Keeping your IT infrastructure operational
Before I get into data models, I want to take a slight diversion to incorporate some of the feedback that I received from the first blog. It was pointed out that my use of the ios_config module was “naïve.” I contend that it is more accurate to say that my use of Ansible in general was “naïve,” since this was a pretty straight forward use of the module. In any case, it was by design. Why? Well, if you are like the majority of the network operators that I’ve worked with over the years, you are not a programmer (or you are a “naïve” programmer). You spend 110% of your time busting your chops making sure that the network that underpins your company’s IT infrastructure is operational. I certainly do not want to discourage network operators going to classes, workshops, etc. to learn new skills if they have the time and the motivation, but it should not be necessary to consume network automation. We can do better!
The NTP example that I used in the first blog was also chosen for specific reasons. First, NTP and AAA were the questions that I got most from customers on this issue. They were able to configure these things initially, but ran into problems when they moved to an operational posture. Second, it is representative of the “naïve” approach that you’ll see in the examples and workshops that are being delivered in the Ansible network automation genre. These “naive” examples and workshops perpetuate the first reason. Lastly, there is no way to use the ios_config module, the most used Ansible module for Cisco IOS, to fix this. Nor is the issue addressed by an NTP-specific Ansible network module. Yes, there might be some other module in some git repo written by someone that addresses your corner case, but do you want to use it? Is writing a module for every single corner case for network automation a scalable approach? I say no. Partially because it is intractable, partially because it is a support nightmare.
Where do you get help for the modules that underpin the automation?
Red Hat supports a specific set of modules (generally the ones they write), other vendors support their modules, other modules are completely unsupported. Where do you get help for the modules that underpin the automation that makes your network work? Incidentally, we’ll cover a technique to augment the ios_config module with a parser to address this problem in a later blog, but it is not intuitively obvious to the casual observer.
I believe that we need to focus on a smaller number of more capable modules and couple that with a more sophisticated, or more realistic, approach to network automation. Subsequent blogs will focus on different aspects of this more realistic approach, but this one will start with the biggest: Data Models.
So, what is a data model?
I know what you are thinking: “Wait a minute! I didn’t need data models for automating my servers!” Well, building a system is a well-defined procedure with relatively few permutations or interdependencies on other systems. Also, provisioning a system generally consists of configuring values like hostname, IPs, DNS, AAA, and packages. Each of these are key/value pairs (e.g. nameservers = 8.8.8.8, 8.8.4.4) that define the operation of that system and there are relatively few of them for a system.

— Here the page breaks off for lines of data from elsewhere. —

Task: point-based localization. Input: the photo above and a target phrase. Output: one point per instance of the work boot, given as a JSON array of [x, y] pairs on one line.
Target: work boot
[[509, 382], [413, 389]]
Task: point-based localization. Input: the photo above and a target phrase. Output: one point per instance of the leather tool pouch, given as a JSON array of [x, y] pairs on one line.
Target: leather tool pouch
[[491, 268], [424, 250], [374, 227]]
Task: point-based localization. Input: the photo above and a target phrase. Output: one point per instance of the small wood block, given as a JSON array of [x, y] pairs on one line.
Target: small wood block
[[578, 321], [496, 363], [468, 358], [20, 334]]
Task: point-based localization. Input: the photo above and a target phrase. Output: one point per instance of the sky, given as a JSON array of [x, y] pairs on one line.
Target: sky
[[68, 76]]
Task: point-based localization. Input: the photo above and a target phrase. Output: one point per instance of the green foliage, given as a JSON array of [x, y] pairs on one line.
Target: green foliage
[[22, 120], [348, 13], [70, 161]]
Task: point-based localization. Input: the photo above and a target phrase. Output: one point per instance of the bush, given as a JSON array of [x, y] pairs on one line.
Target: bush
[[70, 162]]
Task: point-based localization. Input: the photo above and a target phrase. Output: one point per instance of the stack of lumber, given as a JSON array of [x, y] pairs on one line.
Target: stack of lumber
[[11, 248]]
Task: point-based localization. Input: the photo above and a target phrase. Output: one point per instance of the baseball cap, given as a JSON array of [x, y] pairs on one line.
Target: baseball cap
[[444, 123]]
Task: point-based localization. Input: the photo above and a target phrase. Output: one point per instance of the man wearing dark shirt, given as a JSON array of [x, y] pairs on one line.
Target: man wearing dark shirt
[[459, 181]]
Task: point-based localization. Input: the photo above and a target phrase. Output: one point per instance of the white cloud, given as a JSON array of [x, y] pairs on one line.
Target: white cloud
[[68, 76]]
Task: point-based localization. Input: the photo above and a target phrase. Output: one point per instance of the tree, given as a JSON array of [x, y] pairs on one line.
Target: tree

This is not the case for a network element. If we take a standard 48-port Top-of-Rack Switch, each port could have a description, a state, a VLAN, an MTU, etc. A single ToR could have hundreds of key/value pairs that dictate its operation. Multiply that across hundreds or even thousands of switches, and the number of key/value pairs grows rapidly. Collectively, all of these key/value pairs make up the Source of Truth (SoT) of your network and there can be a lot of them. In fact, automating networks is really more of a data management and manipulation problem than it is a programming problem.
So, what is a data model? Generally speaking, a data model is a structure in which the meaning of a key/value pair is defined by its relative position in that structure. As an example, let’s start with the de-facto standard in the networking space: YANG. According to RFC 7950, “YANG is a data modeling language used to model configuration data, state data, Remote Procedure Calls, and notifications for network management protocols.”
If we look at the way we setup a simple BGP peering on Cisco IOS and Juniper JunOS, we basically have a bunch of values accompanied by a bunch of words using a particular grammar that describe those values:
But the values, two ASNs and an IP address, are the only things that really matter and they are the same in each.
In fact, the switch hardware does not care about the words that describe those values since they get stored in a config DB anyway. The words are what the engineers gave to the humans to communicate the meaning of those values to the hardware. After all, we can’t just specify 2 ASNs because we need to know which is the local and which is the remote. We could, however, communicate their meaning by order: e.g. <Local ASN>, <Peer ASN>, <Peer IP>. This is basically a small data model. Well, BGP gets A LOT more complicated, so we’ll need a more capable data model. Here we have an example of the same data in the OpenConfig data model rendered in YAML:
The data in the model on the left contains the information needed to deliver either of the syntax specific versions… just add words. Yes, we still have words as tags in the model, but it normalizes those tags across vendors and gets rid of the grammar needed to specify how values relate to each other. We do not want to add words back if we can avoid it, so the next step is to encode all of this data into XML and shove it into the device via NETCONF.
NETCONF/YANG gives us programmability, but we still need automation since the two are not the same. This is where Ansible enters back into the story. In my opinion, it is the best of the open-source IaC tools for delivering data models to devices. I’ll explain why and dig deeper into the power of data models in my next blog.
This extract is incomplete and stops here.